Das Tool der Beauty-Retusche schlechthin ist nach wie vor Adobe Photoshop. Nach der ersten Entwicklung im RAW-Konverter (z. B. Lightroom, Capture One oder direkt in Photoshop Camera Raw) hat man hier die Möglichkeit, mittels Ebenen und Masken die verschiedenen Bereiche im Bild getrennt voneinander zu bearbeiten – und zwar nicht-destruktiv, so dass man nachträglich etwaige Bearbeitungsschritte rückgängig machen oder weitere Änderungen vornehmen kann.
Das Schöne an Photoshop ist, dass man beinahe unbegrenzte Möglichkeiten hat, ein Foto zu optimieren.
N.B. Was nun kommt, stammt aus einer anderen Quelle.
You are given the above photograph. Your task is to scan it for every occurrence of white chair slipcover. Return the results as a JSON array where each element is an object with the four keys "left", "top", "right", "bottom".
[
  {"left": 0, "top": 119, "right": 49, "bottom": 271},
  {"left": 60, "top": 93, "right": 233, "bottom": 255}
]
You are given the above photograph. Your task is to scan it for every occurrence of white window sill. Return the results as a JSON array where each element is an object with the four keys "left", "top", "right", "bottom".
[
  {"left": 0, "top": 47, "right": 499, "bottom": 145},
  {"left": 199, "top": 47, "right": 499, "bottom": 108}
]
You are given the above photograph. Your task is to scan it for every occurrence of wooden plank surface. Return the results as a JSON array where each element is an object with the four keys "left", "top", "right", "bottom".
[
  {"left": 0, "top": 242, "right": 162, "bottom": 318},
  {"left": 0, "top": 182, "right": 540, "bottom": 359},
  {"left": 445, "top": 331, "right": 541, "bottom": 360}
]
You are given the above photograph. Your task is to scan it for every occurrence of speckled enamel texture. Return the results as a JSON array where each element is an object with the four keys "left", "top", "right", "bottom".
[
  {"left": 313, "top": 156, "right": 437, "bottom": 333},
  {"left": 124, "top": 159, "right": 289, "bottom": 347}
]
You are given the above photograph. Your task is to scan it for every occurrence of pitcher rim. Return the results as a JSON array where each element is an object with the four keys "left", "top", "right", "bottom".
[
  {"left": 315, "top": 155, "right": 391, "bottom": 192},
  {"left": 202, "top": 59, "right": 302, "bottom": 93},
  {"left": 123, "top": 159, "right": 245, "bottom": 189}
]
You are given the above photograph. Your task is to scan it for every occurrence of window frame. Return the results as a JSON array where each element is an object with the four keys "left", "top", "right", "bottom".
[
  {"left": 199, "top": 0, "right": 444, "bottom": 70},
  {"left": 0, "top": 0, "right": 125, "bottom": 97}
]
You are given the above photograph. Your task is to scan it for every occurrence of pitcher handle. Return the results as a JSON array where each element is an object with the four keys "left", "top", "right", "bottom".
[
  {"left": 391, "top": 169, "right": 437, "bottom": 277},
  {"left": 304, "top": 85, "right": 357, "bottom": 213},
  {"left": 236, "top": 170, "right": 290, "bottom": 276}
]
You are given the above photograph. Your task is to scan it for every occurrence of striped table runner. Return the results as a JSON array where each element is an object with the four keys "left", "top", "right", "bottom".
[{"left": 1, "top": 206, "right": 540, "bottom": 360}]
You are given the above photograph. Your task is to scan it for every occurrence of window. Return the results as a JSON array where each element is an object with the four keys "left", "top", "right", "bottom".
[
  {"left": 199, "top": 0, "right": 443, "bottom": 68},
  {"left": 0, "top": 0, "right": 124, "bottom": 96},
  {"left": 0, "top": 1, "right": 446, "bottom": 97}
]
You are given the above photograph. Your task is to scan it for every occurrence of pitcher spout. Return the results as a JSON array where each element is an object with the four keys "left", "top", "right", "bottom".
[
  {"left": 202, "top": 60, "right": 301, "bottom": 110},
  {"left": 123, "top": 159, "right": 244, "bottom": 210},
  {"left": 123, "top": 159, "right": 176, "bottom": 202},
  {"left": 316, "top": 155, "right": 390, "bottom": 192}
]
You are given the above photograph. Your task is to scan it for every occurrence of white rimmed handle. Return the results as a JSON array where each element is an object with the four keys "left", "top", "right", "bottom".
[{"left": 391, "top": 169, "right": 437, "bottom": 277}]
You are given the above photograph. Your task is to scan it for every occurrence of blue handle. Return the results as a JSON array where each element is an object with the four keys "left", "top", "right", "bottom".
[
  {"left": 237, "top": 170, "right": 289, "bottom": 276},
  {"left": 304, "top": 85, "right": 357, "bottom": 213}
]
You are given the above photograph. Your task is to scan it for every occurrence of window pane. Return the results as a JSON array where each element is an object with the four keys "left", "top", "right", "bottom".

Photoshop ist – wie man so schön sagt – sehr mächtig. Das Problem bei mächtigen Tools ist aber, dass man auch das Wissen und die Erfahrung benötigt, um sie angemessen zu meistern. Ansonsten kann man bestimmte Funktionen entweder nicht nutzen oder die Ergebnisse werden den Erwartungen am Ende nicht gerecht. Wie das aussehen kann, zeigt eine Google-Suche nach dem Begriff ›Photoshop-Fails‹.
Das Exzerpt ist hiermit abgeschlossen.